• States Extend Historic Preservation Tax Credits
  • December 8, 2015 | Authors: David H. Godenswager; David M. Kall
  • Law Firm: McDonald Hopkins LLC - Cleveland Office
  • North Carolina

    An article in The News & Observer this past summer opined on the state of historic tax credits in the Tar Heel State. The article cited a legislator who lamented the fact that in the economic development arena, “South Carolina is eating our lunch,” and the president of Preservation North Carolina, Myrick Howard, agreed that North Carolina is losing its advantage in the preservation of architectural and historic resources.

    Myrick attributed this to the December 2014 sunset of tax credits that made it easier to rehabilitate historic structures. Indeed, he declared, the effects of the tax credit were tangible: The private sector spent nearly $2 billion to revive key areas throughout the state, like downtown Durham, Raleigh, Winston-Salem, Asheville, Salisbury, Mount Airy, New Bern, and Edenton during the existence of the tax credit.

    However, tax credits are not without controversy. Some opponents claim that these kinds of tax credits go against tax reform and leave local governments without skin in the game. Nevertheless, support for the tax credits is generally widespread, and Howard observed, “[p]robably no tax incentive in North Carolina has generated a better return for the state in jobs, economic development, and community livability and pride. Without this incentive, North Carolina is losing out; jobs and investors are leaving the state in droves.

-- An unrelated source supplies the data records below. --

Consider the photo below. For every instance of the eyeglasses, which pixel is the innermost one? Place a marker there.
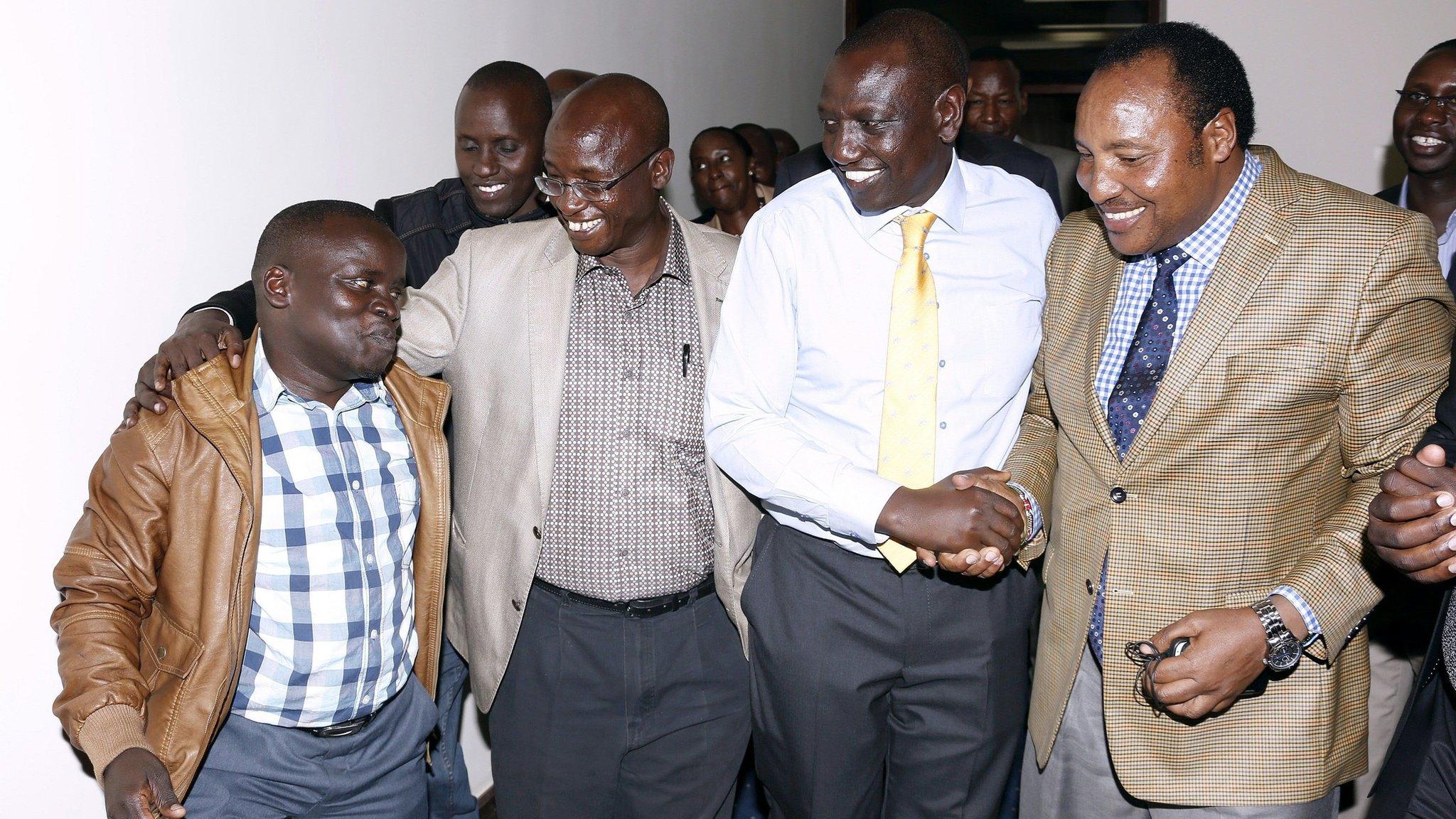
(1418, 101)
(587, 190)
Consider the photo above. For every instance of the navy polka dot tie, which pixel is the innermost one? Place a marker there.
(1138, 385)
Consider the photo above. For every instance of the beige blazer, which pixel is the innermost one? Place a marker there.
(1314, 362)
(493, 321)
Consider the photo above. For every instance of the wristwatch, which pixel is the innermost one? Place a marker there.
(1283, 649)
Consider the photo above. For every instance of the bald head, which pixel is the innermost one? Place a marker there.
(615, 109)
(565, 80)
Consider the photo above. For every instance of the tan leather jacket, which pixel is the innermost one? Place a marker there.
(158, 576)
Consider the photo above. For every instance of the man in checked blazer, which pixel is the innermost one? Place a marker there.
(1232, 355)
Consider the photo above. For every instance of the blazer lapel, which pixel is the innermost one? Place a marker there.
(550, 321)
(1257, 241)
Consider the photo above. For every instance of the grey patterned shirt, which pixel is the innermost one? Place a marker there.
(629, 515)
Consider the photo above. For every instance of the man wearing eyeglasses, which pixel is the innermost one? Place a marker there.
(596, 556)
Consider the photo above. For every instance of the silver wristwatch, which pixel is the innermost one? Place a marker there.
(1283, 649)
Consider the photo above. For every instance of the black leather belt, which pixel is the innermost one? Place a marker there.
(347, 727)
(640, 608)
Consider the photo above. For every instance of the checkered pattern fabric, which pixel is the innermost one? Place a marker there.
(332, 627)
(1312, 363)
(1203, 248)
(629, 513)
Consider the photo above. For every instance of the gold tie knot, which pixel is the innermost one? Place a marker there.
(915, 226)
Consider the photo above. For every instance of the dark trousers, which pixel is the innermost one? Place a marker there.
(615, 717)
(257, 771)
(883, 694)
(449, 783)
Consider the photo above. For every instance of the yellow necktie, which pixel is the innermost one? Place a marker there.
(907, 419)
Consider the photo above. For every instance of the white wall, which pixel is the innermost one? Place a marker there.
(144, 146)
(1324, 75)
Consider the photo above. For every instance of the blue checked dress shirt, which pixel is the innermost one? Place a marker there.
(1203, 248)
(332, 628)
(1136, 289)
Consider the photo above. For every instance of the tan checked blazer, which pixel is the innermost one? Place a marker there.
(1312, 362)
(494, 323)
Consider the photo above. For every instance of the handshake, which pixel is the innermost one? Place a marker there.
(970, 523)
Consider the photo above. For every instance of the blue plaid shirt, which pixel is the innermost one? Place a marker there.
(1203, 247)
(332, 627)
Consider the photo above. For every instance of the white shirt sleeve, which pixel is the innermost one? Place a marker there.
(749, 394)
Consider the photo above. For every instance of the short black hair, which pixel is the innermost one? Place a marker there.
(294, 223)
(1210, 73)
(995, 54)
(733, 136)
(510, 73)
(936, 50)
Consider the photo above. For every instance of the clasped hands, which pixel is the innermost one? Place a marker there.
(968, 523)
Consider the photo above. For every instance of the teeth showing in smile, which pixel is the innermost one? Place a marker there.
(1123, 216)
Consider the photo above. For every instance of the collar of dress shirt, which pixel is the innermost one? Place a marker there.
(271, 390)
(1206, 244)
(1404, 201)
(948, 205)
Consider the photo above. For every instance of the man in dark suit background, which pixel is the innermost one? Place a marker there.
(978, 149)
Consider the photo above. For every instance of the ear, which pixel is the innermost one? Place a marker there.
(1221, 136)
(277, 287)
(661, 166)
(950, 109)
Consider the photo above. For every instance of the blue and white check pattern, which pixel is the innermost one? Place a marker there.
(332, 627)
(1203, 248)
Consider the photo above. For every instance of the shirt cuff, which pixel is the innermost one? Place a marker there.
(1036, 509)
(1305, 611)
(862, 496)
(219, 309)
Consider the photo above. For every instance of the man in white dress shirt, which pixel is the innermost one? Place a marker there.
(878, 336)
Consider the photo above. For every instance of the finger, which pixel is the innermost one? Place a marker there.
(1411, 534)
(164, 796)
(1401, 509)
(993, 562)
(161, 370)
(1178, 691)
(1397, 483)
(1194, 709)
(1433, 477)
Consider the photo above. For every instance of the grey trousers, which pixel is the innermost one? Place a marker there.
(257, 771)
(1079, 781)
(601, 716)
(883, 694)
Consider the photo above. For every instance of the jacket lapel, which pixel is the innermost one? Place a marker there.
(1254, 245)
(550, 321)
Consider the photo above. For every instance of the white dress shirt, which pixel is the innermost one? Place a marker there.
(797, 379)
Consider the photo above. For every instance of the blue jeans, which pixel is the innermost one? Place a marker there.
(449, 781)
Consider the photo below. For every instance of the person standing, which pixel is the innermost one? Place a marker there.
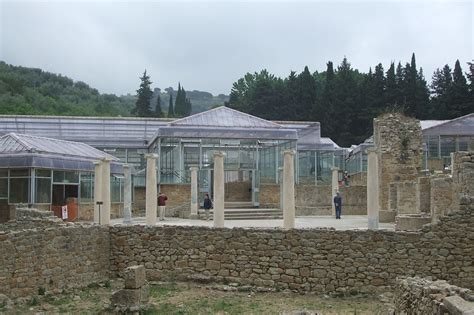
(162, 205)
(338, 204)
(207, 205)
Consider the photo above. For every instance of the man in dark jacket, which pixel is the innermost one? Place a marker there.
(338, 205)
(162, 205)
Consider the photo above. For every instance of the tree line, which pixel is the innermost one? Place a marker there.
(181, 107)
(345, 100)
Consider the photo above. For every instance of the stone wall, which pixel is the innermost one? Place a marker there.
(358, 179)
(423, 195)
(238, 191)
(316, 200)
(318, 260)
(423, 296)
(398, 140)
(52, 258)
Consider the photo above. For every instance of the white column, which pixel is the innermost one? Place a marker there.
(97, 190)
(289, 189)
(334, 187)
(372, 189)
(127, 194)
(194, 193)
(105, 181)
(151, 190)
(218, 189)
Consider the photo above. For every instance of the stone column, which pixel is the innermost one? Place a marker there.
(194, 193)
(288, 189)
(218, 189)
(334, 187)
(127, 194)
(151, 189)
(97, 190)
(372, 189)
(105, 211)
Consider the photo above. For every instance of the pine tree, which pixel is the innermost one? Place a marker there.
(158, 111)
(170, 107)
(144, 93)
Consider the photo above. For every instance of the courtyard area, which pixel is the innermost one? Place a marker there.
(350, 222)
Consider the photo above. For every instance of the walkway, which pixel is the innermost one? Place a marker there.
(351, 222)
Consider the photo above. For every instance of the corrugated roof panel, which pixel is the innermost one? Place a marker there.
(15, 143)
(224, 117)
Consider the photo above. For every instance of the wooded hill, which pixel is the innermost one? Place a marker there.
(345, 100)
(31, 91)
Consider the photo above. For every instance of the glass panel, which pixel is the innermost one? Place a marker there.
(65, 177)
(20, 173)
(43, 190)
(3, 187)
(19, 190)
(43, 173)
(87, 187)
(448, 145)
(115, 191)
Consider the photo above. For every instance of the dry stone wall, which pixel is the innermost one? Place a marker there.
(318, 260)
(52, 257)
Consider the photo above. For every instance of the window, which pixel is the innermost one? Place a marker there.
(19, 186)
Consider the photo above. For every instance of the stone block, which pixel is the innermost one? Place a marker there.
(386, 216)
(410, 222)
(456, 305)
(135, 277)
(128, 298)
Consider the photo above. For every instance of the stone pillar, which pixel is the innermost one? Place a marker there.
(334, 187)
(97, 190)
(194, 193)
(289, 189)
(218, 189)
(105, 211)
(127, 194)
(151, 189)
(372, 189)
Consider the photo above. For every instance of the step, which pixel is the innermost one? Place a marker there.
(238, 204)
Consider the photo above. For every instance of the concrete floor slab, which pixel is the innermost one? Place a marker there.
(351, 222)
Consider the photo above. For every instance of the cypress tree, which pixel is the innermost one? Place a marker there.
(158, 111)
(144, 93)
(460, 101)
(170, 107)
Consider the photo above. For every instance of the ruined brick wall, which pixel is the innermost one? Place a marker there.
(318, 260)
(238, 191)
(51, 257)
(398, 140)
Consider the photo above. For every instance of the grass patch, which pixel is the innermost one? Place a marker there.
(157, 291)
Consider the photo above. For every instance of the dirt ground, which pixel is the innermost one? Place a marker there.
(191, 298)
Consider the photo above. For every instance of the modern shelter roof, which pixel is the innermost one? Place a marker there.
(105, 132)
(225, 123)
(17, 150)
(224, 117)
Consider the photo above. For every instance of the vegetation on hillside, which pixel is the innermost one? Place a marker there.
(29, 91)
(346, 100)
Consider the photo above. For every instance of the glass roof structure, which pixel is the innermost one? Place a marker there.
(100, 132)
(225, 123)
(17, 150)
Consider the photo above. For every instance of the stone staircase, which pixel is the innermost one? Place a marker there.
(245, 211)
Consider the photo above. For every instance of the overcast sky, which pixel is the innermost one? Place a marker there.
(208, 45)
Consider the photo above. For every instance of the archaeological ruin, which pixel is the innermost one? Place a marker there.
(426, 258)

Buildings are sitting empty.”

    Recognition of the economic impact of the credits is evident in the 2015-17 budget. Lawmakers renewed the tax credits on income producing properties, effective Jan. 1, 2016. They also allocated $8 million of general funds for the biennium.

    The budget specifies that a taxpayer who is allowed a federal income tax credit for making qualified rehabilitation expenditures for a certified historic structure is allowed a state tax credit as follows:
    • 15 percent for expenses up to $10 million
    • 10 percent for expenses between $10 million and $20 million
    The budget also establishes the following bonus credits:
    • A development tier bonus of 5 percent of qualified rehabilitation expenditures, up to $20 million if the certified historic structure is located in a development tier one or two area.
    • A targeted investment bonus of 5 percent of qualified rehabilitation expenditures, up to $20 million, if the certified historic structure is located on an eligible targeted investment site.
    The maximum amount of credit allowed is $4.5 million. Additionally, the tax credit may not exceed the amount of tax owed by the taxpayer, and any unused portion of the credit may be carried forward for 9 years.

    These credits are scheduled to sunset on Jan. 1, 2020.


    Similarly, the Peach State revised its tax credit for the rehabilitation of historic structures by way of House Bill 308.

    Effective Jan. 1, 2016, Georgia will allow a tax credit for the rehabilitation of certain certified historic structures, up to $5 million. If the project creates 200 or more full-time permanent jobs, or $5 million in annual payroll within two years of the placed in service date, the project is eligible for credits of up to $10 million. It should be noted that the credit for certified historic homes is capped at $100,000 in any 120-month period.

    All or a portion of any historic preservation tax credits claimed, but unused, may be transferred or sold to another Georgia taxpayer under certain conditions.

    “Many states are improving their Historic Tax Credits to revitalize historic areas. A big change to look out for is the transferability of state credits, which can help developers partially finance a project,” mentioned a PRNewswire article.